MB v8: CPU vs GPU (in terms of efficiency)

Message boards : Number crunching : MB v8: CPU vs GPU (in terms of efficiency)
Message board moderation

To post messages, you must log in.

AuthorMessage
qbit
Volunteer tester
Avatar

Send message
Joined: 19 Sep 04
Posts: 630
Credit: 6,868,528
RAC: 0
Austria
Message 1815733 - Posted: 8 Sep 2016, 14:41:41 UTC
Last modified: 8 Sep 2016, 14:43:58 UTC

The question about the efficiency of current GPU apps has been raised in another thread but since it's quite OT there I thought I make a new thread for this.

I run a (dedicated) main cruncher with a GTX 750, known to be one of the most efficient cards out there. The TDP is 55 watts. The CPU on this machine is not used for crunching, it's reserved to feed the GPU.
http://setiathome.berkeley.edu/show_host_detail.php?hostid=7563243

From time to time I crunch a bit with one of my laptops, which has a Intel N3520, a CPU that is also known for a very good power/watt ratio. The TDP is 7.5 watts.
http://setiathome.berkeley.edu/show_host_detail.php?hostid=7433880

I run the apps from the latest lunatics installer on CPU and Raistmers latest openCL build (r3525) on GPU.

Seeing the task times on both machines I was wondering which one is more efficient. So time to do the math. (I know that Guppies are currently not handled very well by GPUs, so I'm talking about Arecibo tasks only)

Here are 2 examples of tasks with a very similar angle range, the first one crunched on my lappy, the second one on my main machine:

http://setiathome.berkeley.edu/result.php?resultid=5143371920
WU true angle range is : 0.423457
5 hours 5 min 18 sec

http://setiathome.berkeley.edu/result.php?resultid=5141706081
WU true angle range is : 0.423120
42 min 12 sec

Now we need to take into account that my lappy runs 4 tasks at a time, while I only do 2 at a time on my GTX750. That means that we have to double the time from the GPU. So it takes my main cruncher ~84 min to do the same work my lappy does in ~ 305 min. That means that the GPU crunches faster by a factor of 3.63. BUT, the GPU uses much more power to do this, the factor here is 7.33 (55/7.5). So in the end, the CPU is more then twice (2.02) as efficient as the GPU!
That's quite a surprise for me, AFAIR it was quite the opposite for v7. So at the moment, if efficiency is your main goal, you may think about using your CPU instead of your GPU / build a CPU monster cruncher instead of a multi GPU machine. (Ofc it all depends on the type of CPU/GPU).

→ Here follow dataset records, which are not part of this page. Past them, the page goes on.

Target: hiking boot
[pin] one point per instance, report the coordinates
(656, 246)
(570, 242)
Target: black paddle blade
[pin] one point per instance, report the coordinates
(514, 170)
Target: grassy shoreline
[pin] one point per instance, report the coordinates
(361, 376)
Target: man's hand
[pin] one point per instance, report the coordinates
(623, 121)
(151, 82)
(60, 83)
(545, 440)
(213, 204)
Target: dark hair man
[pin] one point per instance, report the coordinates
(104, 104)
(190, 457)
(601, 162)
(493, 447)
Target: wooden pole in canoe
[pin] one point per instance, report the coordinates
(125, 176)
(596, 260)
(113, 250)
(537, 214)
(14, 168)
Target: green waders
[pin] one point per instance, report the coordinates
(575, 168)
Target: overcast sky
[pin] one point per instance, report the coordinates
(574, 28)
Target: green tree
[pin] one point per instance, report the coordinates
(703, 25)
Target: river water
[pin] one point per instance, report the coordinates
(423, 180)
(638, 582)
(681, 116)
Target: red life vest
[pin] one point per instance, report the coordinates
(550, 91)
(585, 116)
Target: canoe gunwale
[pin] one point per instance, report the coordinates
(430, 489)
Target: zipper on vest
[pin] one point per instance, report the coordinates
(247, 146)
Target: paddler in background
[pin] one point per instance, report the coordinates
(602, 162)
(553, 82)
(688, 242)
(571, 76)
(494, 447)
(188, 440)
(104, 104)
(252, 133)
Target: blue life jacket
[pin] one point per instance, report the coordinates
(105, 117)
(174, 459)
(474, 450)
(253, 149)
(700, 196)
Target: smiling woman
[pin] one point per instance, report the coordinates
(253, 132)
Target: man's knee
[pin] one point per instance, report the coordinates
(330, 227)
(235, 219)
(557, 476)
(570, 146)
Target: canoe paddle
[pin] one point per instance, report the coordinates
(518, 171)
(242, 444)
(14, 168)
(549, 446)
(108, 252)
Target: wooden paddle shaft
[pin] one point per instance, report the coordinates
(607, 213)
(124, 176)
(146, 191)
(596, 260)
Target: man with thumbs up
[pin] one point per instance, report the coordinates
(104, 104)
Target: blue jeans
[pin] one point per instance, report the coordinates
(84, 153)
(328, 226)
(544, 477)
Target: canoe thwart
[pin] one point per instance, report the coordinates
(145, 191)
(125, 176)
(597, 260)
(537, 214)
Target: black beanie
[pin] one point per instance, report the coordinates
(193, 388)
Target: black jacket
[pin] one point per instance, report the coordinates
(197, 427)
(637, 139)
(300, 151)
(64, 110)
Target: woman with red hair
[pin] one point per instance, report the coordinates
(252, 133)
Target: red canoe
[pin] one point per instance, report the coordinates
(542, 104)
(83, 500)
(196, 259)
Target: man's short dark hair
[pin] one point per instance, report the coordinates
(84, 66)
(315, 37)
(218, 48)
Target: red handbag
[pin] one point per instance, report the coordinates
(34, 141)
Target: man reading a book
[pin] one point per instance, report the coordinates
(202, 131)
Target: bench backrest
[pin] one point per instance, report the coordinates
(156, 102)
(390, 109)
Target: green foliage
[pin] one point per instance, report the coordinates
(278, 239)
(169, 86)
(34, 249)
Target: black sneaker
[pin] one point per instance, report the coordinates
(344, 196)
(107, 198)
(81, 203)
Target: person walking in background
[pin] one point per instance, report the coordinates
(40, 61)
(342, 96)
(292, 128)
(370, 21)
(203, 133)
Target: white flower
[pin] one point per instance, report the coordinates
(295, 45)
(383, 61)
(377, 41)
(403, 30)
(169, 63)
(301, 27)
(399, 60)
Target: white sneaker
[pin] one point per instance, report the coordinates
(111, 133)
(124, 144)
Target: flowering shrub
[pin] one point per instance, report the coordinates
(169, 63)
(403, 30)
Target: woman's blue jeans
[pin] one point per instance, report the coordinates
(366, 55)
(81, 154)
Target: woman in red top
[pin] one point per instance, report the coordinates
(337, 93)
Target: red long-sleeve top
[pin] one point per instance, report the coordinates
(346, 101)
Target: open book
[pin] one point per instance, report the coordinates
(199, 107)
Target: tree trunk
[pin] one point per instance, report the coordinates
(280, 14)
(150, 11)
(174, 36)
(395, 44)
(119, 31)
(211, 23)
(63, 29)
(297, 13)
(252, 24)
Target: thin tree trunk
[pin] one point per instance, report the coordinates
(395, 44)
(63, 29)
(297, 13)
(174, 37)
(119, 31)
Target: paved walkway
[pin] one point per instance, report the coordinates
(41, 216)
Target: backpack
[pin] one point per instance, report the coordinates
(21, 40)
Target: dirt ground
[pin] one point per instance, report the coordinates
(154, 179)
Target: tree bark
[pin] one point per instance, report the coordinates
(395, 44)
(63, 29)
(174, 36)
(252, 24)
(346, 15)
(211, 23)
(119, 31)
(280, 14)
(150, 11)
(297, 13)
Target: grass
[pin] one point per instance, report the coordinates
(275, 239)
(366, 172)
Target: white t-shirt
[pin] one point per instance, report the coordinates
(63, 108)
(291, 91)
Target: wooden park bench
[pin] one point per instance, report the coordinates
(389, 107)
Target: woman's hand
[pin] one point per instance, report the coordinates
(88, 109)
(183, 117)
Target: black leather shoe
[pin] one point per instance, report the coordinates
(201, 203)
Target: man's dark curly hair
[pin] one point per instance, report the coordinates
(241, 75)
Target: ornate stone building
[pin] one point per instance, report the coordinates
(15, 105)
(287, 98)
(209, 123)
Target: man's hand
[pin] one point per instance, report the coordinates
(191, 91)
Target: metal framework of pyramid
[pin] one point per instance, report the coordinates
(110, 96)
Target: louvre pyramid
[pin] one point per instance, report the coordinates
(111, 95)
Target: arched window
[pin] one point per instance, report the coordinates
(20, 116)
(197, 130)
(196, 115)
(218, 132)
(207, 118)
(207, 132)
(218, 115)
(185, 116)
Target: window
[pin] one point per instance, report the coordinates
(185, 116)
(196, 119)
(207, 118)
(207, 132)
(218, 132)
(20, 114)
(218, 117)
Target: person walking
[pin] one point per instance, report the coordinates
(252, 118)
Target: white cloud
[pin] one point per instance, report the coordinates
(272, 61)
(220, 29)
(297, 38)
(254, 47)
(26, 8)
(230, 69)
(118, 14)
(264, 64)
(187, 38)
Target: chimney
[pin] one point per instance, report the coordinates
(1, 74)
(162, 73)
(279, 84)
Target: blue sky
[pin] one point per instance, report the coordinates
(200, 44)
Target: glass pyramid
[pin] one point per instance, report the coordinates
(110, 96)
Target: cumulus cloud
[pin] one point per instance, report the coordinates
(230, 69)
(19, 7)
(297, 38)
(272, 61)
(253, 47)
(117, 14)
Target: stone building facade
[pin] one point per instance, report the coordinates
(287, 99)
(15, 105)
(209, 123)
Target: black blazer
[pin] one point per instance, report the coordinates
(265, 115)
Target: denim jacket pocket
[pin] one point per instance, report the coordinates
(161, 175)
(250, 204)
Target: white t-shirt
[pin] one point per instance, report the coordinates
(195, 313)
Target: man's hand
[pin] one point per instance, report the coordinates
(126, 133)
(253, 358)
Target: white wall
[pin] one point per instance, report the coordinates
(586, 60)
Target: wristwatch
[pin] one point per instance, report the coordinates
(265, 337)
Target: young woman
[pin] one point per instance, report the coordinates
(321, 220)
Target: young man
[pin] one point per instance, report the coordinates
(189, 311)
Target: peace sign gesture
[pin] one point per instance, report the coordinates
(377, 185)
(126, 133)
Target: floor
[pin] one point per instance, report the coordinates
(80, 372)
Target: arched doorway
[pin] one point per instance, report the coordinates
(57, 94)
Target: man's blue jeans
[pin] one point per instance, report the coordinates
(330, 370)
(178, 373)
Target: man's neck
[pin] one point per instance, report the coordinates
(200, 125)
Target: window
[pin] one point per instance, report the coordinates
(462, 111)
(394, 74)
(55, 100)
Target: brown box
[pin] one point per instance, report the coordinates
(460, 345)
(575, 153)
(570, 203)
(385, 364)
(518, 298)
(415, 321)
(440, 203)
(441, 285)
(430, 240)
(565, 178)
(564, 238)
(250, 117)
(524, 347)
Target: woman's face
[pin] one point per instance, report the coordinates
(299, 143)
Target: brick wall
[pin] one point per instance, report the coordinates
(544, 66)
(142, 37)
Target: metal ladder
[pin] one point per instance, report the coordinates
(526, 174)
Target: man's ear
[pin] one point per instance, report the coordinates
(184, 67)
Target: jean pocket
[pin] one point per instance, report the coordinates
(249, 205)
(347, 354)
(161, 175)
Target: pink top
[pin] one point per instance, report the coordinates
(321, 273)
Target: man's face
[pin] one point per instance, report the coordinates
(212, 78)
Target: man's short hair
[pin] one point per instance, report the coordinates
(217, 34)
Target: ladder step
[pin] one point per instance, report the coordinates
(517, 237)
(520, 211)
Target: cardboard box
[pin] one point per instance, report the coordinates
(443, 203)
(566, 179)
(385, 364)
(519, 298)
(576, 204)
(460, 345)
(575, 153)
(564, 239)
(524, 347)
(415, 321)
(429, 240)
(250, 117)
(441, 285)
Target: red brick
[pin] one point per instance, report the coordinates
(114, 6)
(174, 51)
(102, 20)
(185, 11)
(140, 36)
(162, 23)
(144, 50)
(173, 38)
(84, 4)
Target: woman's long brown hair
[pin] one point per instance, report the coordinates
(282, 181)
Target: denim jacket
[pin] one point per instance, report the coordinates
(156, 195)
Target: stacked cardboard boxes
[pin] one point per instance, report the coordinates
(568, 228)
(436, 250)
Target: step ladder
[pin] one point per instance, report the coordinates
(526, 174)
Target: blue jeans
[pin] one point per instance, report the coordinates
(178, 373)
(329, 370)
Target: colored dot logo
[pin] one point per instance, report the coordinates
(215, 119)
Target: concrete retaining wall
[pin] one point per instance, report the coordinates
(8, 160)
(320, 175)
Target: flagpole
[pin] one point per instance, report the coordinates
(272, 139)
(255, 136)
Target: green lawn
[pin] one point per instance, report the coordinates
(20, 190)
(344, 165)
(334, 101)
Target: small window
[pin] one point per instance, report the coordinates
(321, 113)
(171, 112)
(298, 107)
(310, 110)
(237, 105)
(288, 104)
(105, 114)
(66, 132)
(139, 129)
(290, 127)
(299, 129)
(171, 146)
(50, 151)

PS: I will try to check other ARs soon.
ID: 1815733 · Report as offensive
AMDave
Volunteer tester

Send message
Joined: 9 Mar 01
Posts: 234
Credit: 11,671,730
RAC: 0
United States
Message 1815753 - Posted: 8 Sep 2016, 16:03:40 UTC - in response to Message 1815733.  

Now we need to take into account that my lappy runs 4 tasks at a time, while I only do 2 at a time on my GTX750. That means that we have to double the time from the GPU. So it takes my main cruncher ~84 min to do the same work my lappy does in ~ 305 min. That means that the GPU crunches faster by a factor of 3.63. BUT, the GPU uses much more power to do this, the factor here is 7.33 (55/7.5). So in the end, the CPU is more then twice (2.02) as efficient as the GPU!

Your math is inaccurate.  WU completion times are not linear when concurrency is increased.  Assuming both machines run only GPU WUs, and similar ARs (ie VLAR to VLAR, VHAR to VHAR, Mid to Mid), you can't state that doubling the completion time of 2 concurrent WUs run on machine A should equal the completion time of 4 concurrent WUs on machine B.  This would be true even if both machines were identical, and here they are not.

More often than not, increasing concurrency is less than linear (or < 1:1).  For example, a single WU may complete in 20 min, 2 concurrent WUs may complete in 37 min, and 3 concurrent WUs may complete in 52 min.  This will follow up to a point, wherein The Law of Diminishing Returns takes over.  Because of the multitude of hardware configurations, where this point lies is different for every machine.  If you read other threads, you'll see that for some with a GTX 750 Ti, it is 3 WUs, while for some with a GTX 1060, it is 2 WU.
ID: 1815753 · Report as offensive
qbit
Volunteer tester
Avatar

Send message
Joined: 19 Sep 04
Posts: 630
Credit: 6,868,528
RAC: 0
Austria
Message 1815768 - Posted: 8 Sep 2016, 18:10:04 UTC
Last modified: 8 Sep 2016, 18:12:10 UTC

Dave, I think you got me wrong there. Maybe my fault, I can't explain things in english as well as I can in german;-)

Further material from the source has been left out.